Жизнь – без начала и конца.

Нас всех подстерегает случай.

Над нами – сумрак неминучий

Иль ясность божьего лица.

Но ты, художник, твердо веруй

В начала и концы. Ты знай,

Где стерегут нас ад и рай.

Тебе дано бесстрастной мерой

Измерить все, что видишь ты.

Твой взгляд – да будет тверд и ясен.

Сотри случайные черты –

И ты увидишь: мир прекрасен.

Александр Блок:

«Нас всех подстерегает случай...»

Как я уже говорил, так чуть ли не от сотворения мира думали и чувствовали все поэты. Они верили, что мир – не двухмерен, что существует, пусть не видимое простым глазом, но безусловно реальное, третье измерение бытия.

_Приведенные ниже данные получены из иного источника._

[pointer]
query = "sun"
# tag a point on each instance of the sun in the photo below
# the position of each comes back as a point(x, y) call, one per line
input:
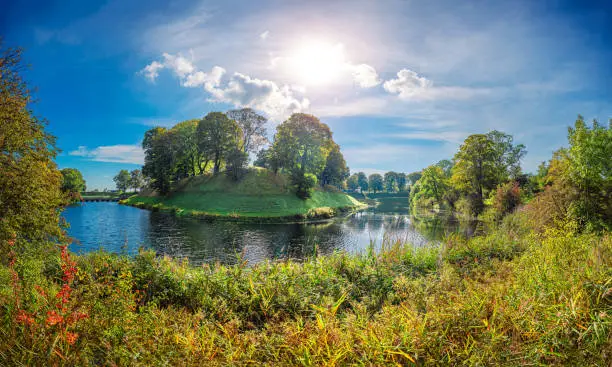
point(316, 62)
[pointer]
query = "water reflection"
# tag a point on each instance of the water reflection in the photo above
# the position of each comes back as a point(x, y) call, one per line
point(119, 228)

Для обозначения этого «третьего измерения» у каждого было свое любимое слово. Блок называл его музыкой. Мандельштам – телеологическим теплом. Пастернак был согласен на любое название (Царство Б-жие, история или еще как-нибудь).

Разве дело в названии? Важно то, что жить без этого «третьего измерения», жить вне его они не могли.

 

«Я спрашивал у него, почему он не пишет стихов. Он постоянно отвечал одно и то же:

– Все звуки прекратились. Разве вы не слышите, что никаких звуков нет?..

Он всегда не только ушами, но всей кожей, всем существом ощущал окружающую его «музыку мира»... Вслушиваться в эту музыку он умел, как никто. ..

Эта-то музыка и прекратилась теперь».

(Корней Чуковский. Собр. соч. в шести томах, т. 2, М. 1965. С. 311 – 312.)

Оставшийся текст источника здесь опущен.